Menurut Maryo pengembangan langgan jawa sebenarnya sudah berlangsung lama, “Tetapi Manthous datang pada saat yang tepat untuk memproklamasikan campur sari sehingga identik dengan dirinya.” Dengan demikian Maryo yakin pada masa depan akan hadir Manthous-Manthous berikutnya yang mampu mengembangkan langgam Jawa yang sesuai dengan kondisi jamannya.

Seorang sinden asal Sragen yang menjadi waranggono dalang Ki Anom Suroto kemudian menjelma menjadi pelantun campur sari. Sunyahni (35) nama sinden itu, meraih popularitas sebagai penyanyi lewat kancahnya campur sari. Lewat penanganan Manthous namanya menanjak cukup terjal. Album Ojo Sembrono yang diluncurkan pada 1995 konon terjual cukup signifikan sehingga ia mendapat bonus mobil Panther dan Lancer untuk Manthous.

Koko Thole adalah nama lain yang cukup berhasil mengarungi irama campur sari. Lewat album Jaman Edan namanya juga menjadi terkenal. Ia ikut merasakan nikmatnya musik campur sari. “Setiap bulan pasti hadir dua-tiga album baru campur sari,” katanya. Akibatnya kehadiran campur sari juga menggugah pertumbuhan industri rekaman lokal. Selain di Solo, Yogya, dan Semarang album campursari itu juga dihasilkan dari kota-kota yang lebih kecil lagi seperti Klaten.

Pada gilirannya Sunyahni juga membuka usaha rekaman sendiri di Yogyakarta. Namanya Sunyah Record. Namun ia merujuk nama Jamus (Jawa Musik) untuk produk yang dihasilkannya, bukan campur sari. Alasannya? Karena ia sudah tidak bersama lagi dengan Manthous.

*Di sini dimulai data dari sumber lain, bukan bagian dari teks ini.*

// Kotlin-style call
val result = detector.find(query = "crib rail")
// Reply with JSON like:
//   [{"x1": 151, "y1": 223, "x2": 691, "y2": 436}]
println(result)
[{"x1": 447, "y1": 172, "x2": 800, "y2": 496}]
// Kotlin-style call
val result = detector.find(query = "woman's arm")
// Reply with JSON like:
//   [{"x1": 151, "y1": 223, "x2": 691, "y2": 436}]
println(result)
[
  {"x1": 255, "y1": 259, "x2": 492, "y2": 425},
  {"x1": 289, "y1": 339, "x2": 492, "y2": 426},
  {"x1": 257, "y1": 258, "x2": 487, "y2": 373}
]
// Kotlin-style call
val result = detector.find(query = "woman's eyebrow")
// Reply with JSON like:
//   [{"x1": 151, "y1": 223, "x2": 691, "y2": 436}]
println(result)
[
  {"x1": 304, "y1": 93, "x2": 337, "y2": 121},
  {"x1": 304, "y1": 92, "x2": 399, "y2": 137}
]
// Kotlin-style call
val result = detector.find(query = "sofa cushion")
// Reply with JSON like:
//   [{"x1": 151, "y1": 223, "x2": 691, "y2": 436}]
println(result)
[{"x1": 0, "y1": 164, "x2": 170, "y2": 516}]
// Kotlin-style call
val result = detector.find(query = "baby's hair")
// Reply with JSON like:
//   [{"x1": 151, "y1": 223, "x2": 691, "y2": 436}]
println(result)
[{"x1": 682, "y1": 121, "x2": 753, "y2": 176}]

SUATU siang di bilangan kompleks perumahan Bukit Pamulang Indah, Tangerang, Banten. Bersama istri, dua anak, dan empat orang cucu. Manthous menghuni salah satu rumah sederhana untuk kategori indah itu. Bulan lalu ia menikahkan anaknya yang nomor tiga. Anaknya yang sulung tinggal di Wonosari dan yang bungsu bersekolah musik di Yogya. Dinding ruang tamunya dihiasi dengan foto-foto kebanggaan Manthous sebagai orang keroncong.

“Bapak tinggal di sini sejak 1985,” kata Dian, putri kedua Manthous mewakili bapaknya. Istrinya, Asih, tengah bersiap-siap menuju ke TVRI untuk tampil dalam acara Gelatak-gelitik Campur sari. Ia menjadi vokalis grup campur sari Dian Irama dan Cinde Laras yang sering mengisi acara di situ. Utasih Kusumowati dara kelahiran Cimahi yang umurnya dua tahun lebih muda dari suaminya ini dulunya memang penyanyi keroncong, “Karena diajak bapak,” tutur Dian lagi. Ia adalah putri salah seorang personil grup keroncong tempat Manthous mencari pengalaman. Mereka menikah pada 1972 dikaruniai empat anak. Ia pernah mengalahkan Sundari Sukoco dan penyanyi keroncong papan atas lainnya pada final Pemilihan Bintang Radio dan TVRI sekian tahun lalu.

Kondisi Manthous (52) cukup memprihatinkan. Dia tidak bisa bicara. “Bulan Pebruari lalu di Yogya bapak mendapat serangan stroke ringan,” tutur Dian lagi kepada saya. Ia kemudian dirawat di rumah sakit Bethesda, Yogya, selama satu bulan. Atas usul istri dan anak-anaknya ia dibawa pulang ke Jakarta dan kembali ke Pamulang.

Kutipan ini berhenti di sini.